Mariadb json store with unicode \u sequences

jsonmariadbnosql

I am using mariadb and I store json data with unicode encoded strings eg \u0395, in a medium text column name remoteData with collation utf8_general_ci.

My problem is where query this column like that

where remoteData like '%ΕΛΕΥΘΕΡΙΟΣ%'

I get an empty set because the value is stored as \uxxxx sequence like this

"patientFirstName":"\u0395\u039b\u0395\u03a5\u0398\u0395\u03a1\u0399\u039f\u03a3"

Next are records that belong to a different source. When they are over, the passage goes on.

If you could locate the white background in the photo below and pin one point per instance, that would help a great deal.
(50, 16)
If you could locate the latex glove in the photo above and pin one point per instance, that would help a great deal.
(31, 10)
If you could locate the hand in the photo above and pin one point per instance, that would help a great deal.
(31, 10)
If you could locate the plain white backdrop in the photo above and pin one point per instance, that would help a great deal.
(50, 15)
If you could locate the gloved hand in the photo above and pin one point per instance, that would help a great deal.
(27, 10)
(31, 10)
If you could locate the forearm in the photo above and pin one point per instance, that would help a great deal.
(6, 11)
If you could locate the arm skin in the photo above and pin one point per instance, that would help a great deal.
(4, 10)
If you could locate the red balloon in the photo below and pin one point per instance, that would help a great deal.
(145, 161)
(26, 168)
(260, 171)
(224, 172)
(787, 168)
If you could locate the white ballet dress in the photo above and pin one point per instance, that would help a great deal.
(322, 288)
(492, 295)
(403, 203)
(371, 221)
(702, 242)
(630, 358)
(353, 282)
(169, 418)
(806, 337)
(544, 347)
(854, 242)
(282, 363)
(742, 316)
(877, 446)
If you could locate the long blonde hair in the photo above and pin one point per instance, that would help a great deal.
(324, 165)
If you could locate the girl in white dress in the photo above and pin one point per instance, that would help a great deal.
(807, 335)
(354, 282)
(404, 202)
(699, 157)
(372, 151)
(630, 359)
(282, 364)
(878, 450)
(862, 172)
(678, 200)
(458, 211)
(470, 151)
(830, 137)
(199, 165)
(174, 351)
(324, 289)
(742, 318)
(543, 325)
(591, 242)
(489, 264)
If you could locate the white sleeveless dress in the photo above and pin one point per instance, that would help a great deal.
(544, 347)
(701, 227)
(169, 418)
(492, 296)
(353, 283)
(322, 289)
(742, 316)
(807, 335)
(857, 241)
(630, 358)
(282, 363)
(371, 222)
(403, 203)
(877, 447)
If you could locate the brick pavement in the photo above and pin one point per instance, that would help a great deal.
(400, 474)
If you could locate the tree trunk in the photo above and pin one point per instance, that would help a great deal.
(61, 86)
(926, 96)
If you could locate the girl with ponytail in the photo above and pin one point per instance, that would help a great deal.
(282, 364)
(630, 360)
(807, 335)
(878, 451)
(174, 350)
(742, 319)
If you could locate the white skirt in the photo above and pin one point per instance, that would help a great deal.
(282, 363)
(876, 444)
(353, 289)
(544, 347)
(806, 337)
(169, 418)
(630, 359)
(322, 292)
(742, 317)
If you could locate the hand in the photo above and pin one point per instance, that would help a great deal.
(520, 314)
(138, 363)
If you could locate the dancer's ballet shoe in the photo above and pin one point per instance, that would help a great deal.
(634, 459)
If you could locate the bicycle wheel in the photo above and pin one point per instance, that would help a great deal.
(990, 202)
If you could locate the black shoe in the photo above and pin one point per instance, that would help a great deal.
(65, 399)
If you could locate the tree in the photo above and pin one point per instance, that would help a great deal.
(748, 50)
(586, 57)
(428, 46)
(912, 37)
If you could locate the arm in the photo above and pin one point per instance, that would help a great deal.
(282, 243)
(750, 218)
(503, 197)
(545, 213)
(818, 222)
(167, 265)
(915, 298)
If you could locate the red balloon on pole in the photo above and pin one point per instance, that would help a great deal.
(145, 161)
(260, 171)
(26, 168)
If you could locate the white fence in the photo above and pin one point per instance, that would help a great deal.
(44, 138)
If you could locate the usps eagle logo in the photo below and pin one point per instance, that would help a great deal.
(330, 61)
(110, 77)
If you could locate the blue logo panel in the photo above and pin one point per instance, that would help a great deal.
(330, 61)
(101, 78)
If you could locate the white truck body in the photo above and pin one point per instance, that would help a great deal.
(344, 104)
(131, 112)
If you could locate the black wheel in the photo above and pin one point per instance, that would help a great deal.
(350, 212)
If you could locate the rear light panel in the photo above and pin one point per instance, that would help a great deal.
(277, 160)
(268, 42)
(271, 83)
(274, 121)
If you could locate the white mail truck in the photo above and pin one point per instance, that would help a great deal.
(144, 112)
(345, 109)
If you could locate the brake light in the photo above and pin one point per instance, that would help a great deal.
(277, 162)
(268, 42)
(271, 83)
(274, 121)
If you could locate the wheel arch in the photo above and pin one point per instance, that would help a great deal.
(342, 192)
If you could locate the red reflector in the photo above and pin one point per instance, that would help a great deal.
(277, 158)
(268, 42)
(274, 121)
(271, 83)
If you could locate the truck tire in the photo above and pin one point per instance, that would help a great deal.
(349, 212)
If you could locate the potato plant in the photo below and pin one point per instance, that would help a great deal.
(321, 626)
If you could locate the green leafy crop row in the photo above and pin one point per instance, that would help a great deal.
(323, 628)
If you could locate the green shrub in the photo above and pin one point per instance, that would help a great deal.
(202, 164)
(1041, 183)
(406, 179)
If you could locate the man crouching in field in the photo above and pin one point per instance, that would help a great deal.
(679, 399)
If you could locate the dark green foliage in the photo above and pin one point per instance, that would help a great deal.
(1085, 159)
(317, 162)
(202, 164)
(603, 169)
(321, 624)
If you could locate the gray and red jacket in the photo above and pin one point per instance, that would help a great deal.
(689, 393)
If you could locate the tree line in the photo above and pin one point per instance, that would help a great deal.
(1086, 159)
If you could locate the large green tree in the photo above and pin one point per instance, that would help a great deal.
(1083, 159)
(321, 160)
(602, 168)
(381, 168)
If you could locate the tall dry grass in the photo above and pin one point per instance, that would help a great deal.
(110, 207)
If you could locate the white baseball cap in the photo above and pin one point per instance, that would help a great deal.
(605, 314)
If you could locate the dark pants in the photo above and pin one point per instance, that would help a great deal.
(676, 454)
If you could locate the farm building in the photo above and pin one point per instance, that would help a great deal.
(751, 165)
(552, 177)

I have been suggested to use JSON_EXTRACT function like this

WHERE JSON_EXTRACT(`remoteData`, "$.patientFirstName") 

but as far as I know this will ignore any index on the column. The table in two weeks has gone to almast 100000 rows and it is growing fast, so I want to be indexed.

What would be the best approach to handle such data?

Should I change from sql starage to no sql like mongo etc?

Thanks in advance.

Best Answer

\u0395 is just 6 characters to MariaDB. Searching for the 5-character "word" u0395 would succeed.

You need to change the JSON strings to have characters, not unicode codepoint encoding.

In PHP, I would consider write a 1-time script to bring in each line, decode it, and write it back out.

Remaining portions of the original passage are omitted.